Thursday, November 25

It's Just a Rock

In 2015, David Hole was prospecting in Maryborough Regional Park near Melbourne, Australia.

Armed with a metal detector, he discovered something out of the ordinary – a very heavy, reddish rock resting in some yellow clay.

He took it home and tried everything to open it, sure that there was a gold nugget inside the rock – after all, Maryborough is in the Goldfields region, where the Australian gold rush peaked in the 19th century.

To break open his find, Hole tried a rock saw, an angle grinder, a drill, even dousing the thing in acid. However, not even a sledgehammer could make a crack. That's because what he was trying so hard to open was no gold nugget.
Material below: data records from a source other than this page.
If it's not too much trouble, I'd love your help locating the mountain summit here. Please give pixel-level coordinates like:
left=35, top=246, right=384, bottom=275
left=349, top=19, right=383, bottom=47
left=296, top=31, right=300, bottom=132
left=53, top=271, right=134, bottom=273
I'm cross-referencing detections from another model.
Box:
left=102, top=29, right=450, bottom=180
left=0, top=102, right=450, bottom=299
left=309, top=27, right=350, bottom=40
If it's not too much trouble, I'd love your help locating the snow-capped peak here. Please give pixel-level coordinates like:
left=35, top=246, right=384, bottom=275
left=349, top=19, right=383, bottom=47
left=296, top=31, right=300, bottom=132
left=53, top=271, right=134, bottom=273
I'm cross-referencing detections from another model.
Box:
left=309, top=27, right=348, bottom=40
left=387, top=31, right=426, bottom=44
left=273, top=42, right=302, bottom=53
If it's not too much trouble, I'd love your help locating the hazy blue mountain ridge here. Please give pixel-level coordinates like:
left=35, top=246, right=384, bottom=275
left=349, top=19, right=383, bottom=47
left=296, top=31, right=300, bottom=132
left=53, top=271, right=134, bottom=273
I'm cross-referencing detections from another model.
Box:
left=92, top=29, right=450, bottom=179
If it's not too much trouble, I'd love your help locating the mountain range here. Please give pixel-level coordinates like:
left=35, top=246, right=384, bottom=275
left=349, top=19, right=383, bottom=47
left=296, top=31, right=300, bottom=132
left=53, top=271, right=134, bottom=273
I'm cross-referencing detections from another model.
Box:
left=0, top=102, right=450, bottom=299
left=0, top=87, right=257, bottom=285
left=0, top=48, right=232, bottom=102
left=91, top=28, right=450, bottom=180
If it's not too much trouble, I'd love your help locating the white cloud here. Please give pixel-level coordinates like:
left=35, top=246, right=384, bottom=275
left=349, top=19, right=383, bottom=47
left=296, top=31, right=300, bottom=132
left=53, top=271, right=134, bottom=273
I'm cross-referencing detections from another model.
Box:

As he found out years later, it was a rare meteorite.

"It had this sculpted, dimpled look to it," Melbourne museum geologist Dermot Henry told The Sydney Morning Herald.

"That's formed when they come through the atmosphere, they are melting on the outside, and the atmosphere sculpts them."

Unable to open the 'rock', but still intrigued, Hole took the nugget to the Melbourne Museum for identification.

"I've looked at a lot of rocks that people think are meteorites," Henry told Channel 10 News.

In fact, after 37 years of working at the museum and examining thousands of rocks, Henry explains only two of the offerings have ever turned out to be real meteorites.